Pharmacy board must change its stance, Gregoire says
The Associated Press
OLYMPIA, Wash. – State pharmacy regulators could risk being overruled or worse if they allow druggists' personal objections to interfere with patients' prescriptions, Gov. Chris Gregoire said Monday.
Her comments were aimed at a rule, endorsed last week by the state Pharmacy Board, that gives pharmacists broad discretion to refuse to fill prescriptions.
The board's present draft says pharmacists may not "obstruct a patient in obtaining a lawfully prescribed drug or device," and adds druggists must provide timely alternatives if they "cannot dispense" a prescription.
The state pharmacy association approves of that stance, but some women's rights advocates say it would allow opponents of morning-after birth control pills to deny the time-sensitive drugs to women who seek them.
Regulators may take final action on the rule in August, but Gregoire said the board needs to change course quickly to protect patients' rights.
"They made a mistake. It's time that it's corrected," Gregoire said at a news conference.
Gregoire pledged to "help them get the right answer," and said she is considering her own suggested rule to remedy what she said were policy missteps and vague language in the board's current rule.
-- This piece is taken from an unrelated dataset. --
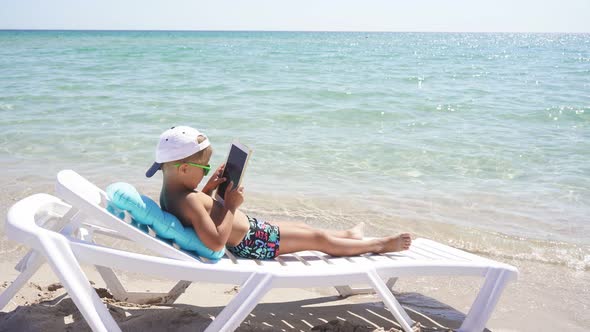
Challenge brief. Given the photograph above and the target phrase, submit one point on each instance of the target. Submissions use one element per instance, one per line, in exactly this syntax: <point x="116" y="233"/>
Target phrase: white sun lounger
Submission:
<point x="59" y="231"/>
"If they don't get the right answer, I suspect they will find that the Legislature will take it upon themselves," Gregoire said. Sen. Karen Keiser, D-Kent, already has pledged to sponsor a bill to overturn the board's position.
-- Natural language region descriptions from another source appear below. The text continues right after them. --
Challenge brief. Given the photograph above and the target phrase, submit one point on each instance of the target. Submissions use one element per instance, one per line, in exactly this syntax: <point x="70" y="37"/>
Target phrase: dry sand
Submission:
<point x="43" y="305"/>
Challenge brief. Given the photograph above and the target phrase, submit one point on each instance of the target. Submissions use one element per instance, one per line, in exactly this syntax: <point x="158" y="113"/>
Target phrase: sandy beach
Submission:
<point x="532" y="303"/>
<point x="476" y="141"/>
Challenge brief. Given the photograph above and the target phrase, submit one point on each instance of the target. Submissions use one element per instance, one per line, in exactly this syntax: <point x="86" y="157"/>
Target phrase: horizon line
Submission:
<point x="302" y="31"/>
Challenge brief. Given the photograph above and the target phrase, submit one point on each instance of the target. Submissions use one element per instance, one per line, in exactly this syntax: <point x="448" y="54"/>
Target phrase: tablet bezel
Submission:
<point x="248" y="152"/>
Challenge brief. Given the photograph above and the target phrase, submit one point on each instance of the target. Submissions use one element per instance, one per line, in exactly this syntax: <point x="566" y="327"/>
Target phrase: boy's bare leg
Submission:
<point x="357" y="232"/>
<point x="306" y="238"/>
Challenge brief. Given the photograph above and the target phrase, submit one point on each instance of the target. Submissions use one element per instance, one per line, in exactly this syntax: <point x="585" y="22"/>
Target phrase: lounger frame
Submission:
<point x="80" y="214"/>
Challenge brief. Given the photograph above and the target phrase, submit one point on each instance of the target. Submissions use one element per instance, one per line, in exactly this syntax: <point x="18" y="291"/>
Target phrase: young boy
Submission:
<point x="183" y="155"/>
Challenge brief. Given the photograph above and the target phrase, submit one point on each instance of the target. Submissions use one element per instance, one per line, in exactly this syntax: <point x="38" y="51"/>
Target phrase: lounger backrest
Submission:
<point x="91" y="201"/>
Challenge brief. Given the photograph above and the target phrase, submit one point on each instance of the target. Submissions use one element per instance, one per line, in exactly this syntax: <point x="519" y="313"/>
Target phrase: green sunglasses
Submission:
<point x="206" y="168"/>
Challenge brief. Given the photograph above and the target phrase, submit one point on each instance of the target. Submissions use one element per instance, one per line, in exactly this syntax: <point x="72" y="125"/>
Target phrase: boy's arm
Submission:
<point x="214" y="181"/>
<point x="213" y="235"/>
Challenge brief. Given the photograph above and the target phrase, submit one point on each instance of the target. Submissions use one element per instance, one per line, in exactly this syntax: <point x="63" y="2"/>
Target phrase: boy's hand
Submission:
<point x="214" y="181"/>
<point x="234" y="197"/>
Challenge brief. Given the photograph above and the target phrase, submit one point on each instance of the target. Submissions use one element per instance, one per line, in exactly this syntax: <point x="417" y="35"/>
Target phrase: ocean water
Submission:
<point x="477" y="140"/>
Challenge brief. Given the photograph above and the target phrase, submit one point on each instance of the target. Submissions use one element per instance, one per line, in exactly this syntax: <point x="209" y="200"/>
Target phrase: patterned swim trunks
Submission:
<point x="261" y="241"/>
Gregoire acknowledged she also could remove the entire board with the Legislature's consent in January, because the members' appointments never were formally confirmed by lawmakers.
But while she is considering "every option," Gregoire said she would prefer not to take such a drastic step, and also does not want to pre-empt the board's action through a possible executive order.
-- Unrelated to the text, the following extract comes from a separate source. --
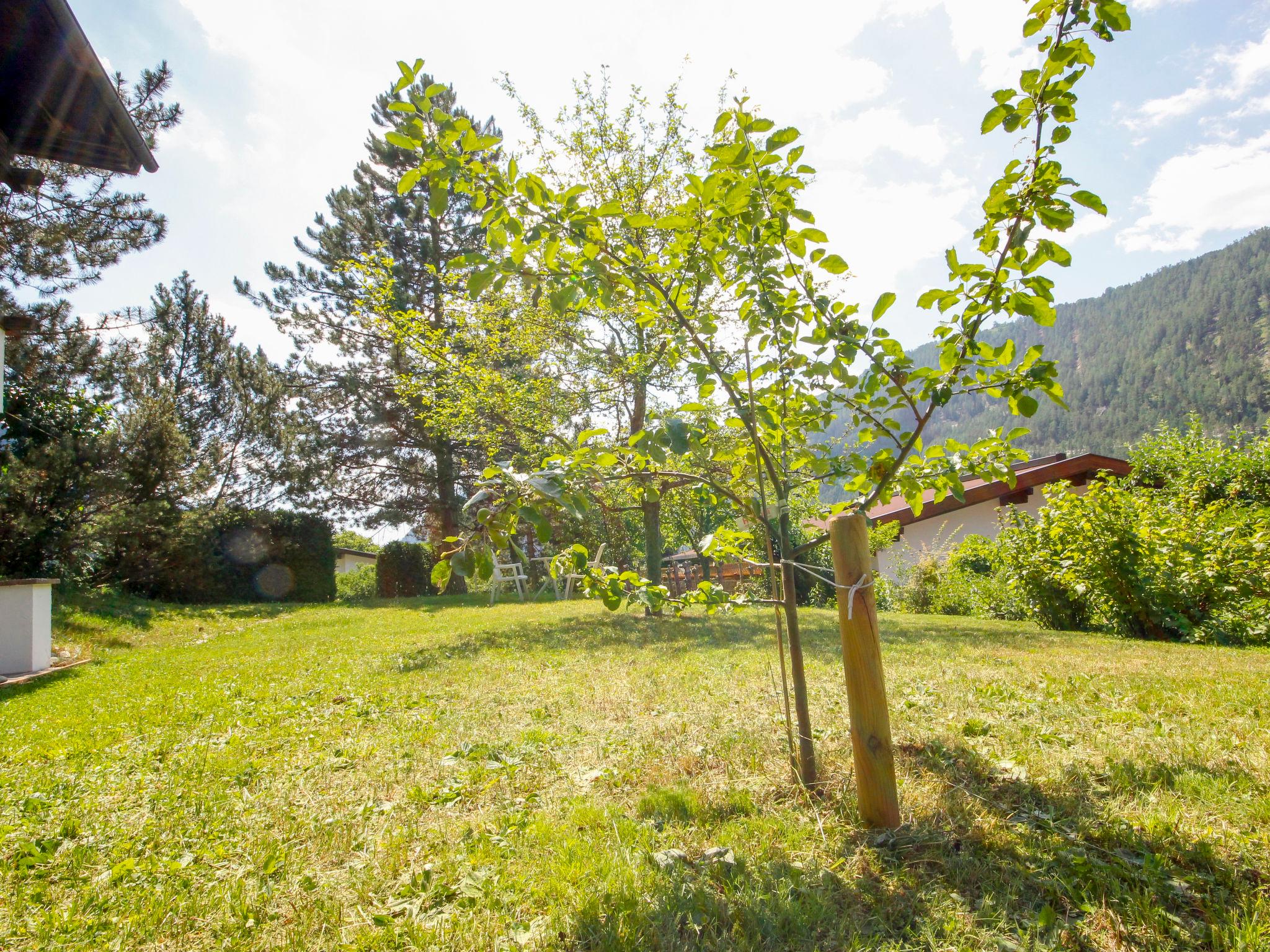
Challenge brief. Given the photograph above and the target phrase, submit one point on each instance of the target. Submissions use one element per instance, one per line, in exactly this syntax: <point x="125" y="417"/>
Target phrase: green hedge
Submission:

"I don't want this to be done like we're in a dictatorship," Gregoire said.
Nancy Sapiro, an attorney with the Northwest Women's Law Center, welcomed Gregoire's remarks.
"I'm very pleased she has come out and very firmly stated what she wants the public policy to be," she said.
Rod Shafer, director of the Washington State Pharmacy Association, said the trade group believes pharmacists' and patients' rights are being protected under present unprofessional conduct rules.
But the group approves of the board's current direction, which Shafer said codifies existing practices at pharmacies around the state.
"The fact of the matter is that pharmacies are taking care of patients in this state every day," Shafer said. "There is no crisis."
Pharmacy Board officials did not return a call seeking comment Monday.